January 18, 2021
On Peaks and Troughs
My friend @nathaliefoy posted this image last week. It’s SO GOOD! And I’ve been thinking this week a lot about peaks and troughs. When things were overwhelming in China last February. Watching cases rise in BC last spring before they got a hold on it. By April, it was our turn in Ontario and everything was terrible. When we were feeling pretty good in August, but Melbourne was on heavy lockdown. Cases exploding in Alberta in December, but by now there is improvement.
Nothing is static, is what I mean. Even if it goes on a long time, it moves from better to worse and back again. And sometimes we’re in the eye of the storm, and other times we’re onlookers, and the only way out is through.
But it’s so hard. I remember in November and December, and experts forecasting a dark winter, and I wondered, But how much darker can things get? AND NOW WE KNOW!

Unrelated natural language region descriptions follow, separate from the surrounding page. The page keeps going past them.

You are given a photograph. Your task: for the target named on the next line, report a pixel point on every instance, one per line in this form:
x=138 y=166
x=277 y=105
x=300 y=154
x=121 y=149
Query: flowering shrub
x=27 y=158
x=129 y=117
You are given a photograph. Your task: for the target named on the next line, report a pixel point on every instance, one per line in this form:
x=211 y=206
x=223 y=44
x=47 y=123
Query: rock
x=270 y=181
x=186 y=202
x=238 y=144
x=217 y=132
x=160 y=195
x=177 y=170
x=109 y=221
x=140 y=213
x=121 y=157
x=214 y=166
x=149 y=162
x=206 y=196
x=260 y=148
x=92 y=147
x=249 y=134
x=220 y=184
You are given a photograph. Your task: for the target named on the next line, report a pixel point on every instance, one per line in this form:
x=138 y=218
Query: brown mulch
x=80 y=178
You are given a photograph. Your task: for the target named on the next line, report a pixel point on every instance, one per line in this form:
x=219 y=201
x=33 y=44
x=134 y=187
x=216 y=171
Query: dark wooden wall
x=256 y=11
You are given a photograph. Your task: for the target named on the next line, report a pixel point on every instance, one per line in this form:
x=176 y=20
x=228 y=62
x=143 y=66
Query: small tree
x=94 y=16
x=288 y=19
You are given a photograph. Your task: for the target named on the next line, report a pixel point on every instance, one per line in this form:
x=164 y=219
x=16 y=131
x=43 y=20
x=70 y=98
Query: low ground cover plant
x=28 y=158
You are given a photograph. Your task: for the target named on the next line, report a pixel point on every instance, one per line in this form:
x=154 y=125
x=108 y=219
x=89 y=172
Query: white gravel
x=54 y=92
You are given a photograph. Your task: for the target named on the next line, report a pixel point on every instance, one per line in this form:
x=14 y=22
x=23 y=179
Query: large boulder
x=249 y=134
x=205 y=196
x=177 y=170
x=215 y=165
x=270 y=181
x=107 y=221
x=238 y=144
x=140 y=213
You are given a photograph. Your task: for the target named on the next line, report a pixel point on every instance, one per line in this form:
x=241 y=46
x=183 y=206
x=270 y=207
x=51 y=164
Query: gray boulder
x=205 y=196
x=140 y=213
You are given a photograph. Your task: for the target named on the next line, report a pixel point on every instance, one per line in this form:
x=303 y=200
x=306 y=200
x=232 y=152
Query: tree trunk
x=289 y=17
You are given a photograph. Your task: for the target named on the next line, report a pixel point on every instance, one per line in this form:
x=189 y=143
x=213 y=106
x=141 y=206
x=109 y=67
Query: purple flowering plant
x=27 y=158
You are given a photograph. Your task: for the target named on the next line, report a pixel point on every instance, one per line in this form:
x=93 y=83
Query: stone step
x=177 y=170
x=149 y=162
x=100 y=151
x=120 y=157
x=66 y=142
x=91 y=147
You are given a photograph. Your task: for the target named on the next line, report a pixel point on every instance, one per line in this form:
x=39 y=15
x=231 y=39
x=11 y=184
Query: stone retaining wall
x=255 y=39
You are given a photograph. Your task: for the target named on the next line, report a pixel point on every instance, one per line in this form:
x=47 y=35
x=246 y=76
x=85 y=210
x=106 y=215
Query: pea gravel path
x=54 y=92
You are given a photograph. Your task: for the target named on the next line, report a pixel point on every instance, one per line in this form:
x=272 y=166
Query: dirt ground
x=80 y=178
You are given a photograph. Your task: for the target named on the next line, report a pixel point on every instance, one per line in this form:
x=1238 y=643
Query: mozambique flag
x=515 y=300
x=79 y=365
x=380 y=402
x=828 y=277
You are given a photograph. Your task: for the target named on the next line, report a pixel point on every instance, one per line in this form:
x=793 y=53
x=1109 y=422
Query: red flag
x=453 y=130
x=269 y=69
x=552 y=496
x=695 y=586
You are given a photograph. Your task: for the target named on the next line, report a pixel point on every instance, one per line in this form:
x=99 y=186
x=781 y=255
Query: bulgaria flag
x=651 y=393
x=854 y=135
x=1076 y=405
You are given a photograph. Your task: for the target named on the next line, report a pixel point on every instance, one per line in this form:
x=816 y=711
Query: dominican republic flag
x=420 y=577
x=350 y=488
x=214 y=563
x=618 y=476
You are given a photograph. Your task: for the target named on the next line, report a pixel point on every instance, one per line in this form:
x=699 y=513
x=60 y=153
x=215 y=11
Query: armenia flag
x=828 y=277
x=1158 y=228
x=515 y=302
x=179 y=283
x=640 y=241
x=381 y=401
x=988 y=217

But guys, people in Melbourne are going to the movies. And this is the time of year anyway when you look outside, and everything appears to be dormant, ugly, grey and unchanging, and it’s easy to look at the healthcare disaster and think this is going to be it forever. But anyone who’s ever made it to an April knows this isn’t so.
We’ve got to just keep going, even though it’s hard. Someone I follow shared a screenshot of an alarming tweet by a US researcher, that deaths are higher than ever. I sought the tweet out, because context is always always reassuring, and she’d gone on to tweet about how with so much out of control, it might be simplest just to throw up our arms and decide that nothing we do actually matters, but she had examples that show that this is not the case, that moving the dial is possible. That we will get through this.
Remember coming out into the light last summer? Progress is never a straight road to travel, but that’s no reason to lie in the ditch. Or at the very least, once you’ve been lying in the ditch for a little while, pull yourself up and keep going some more.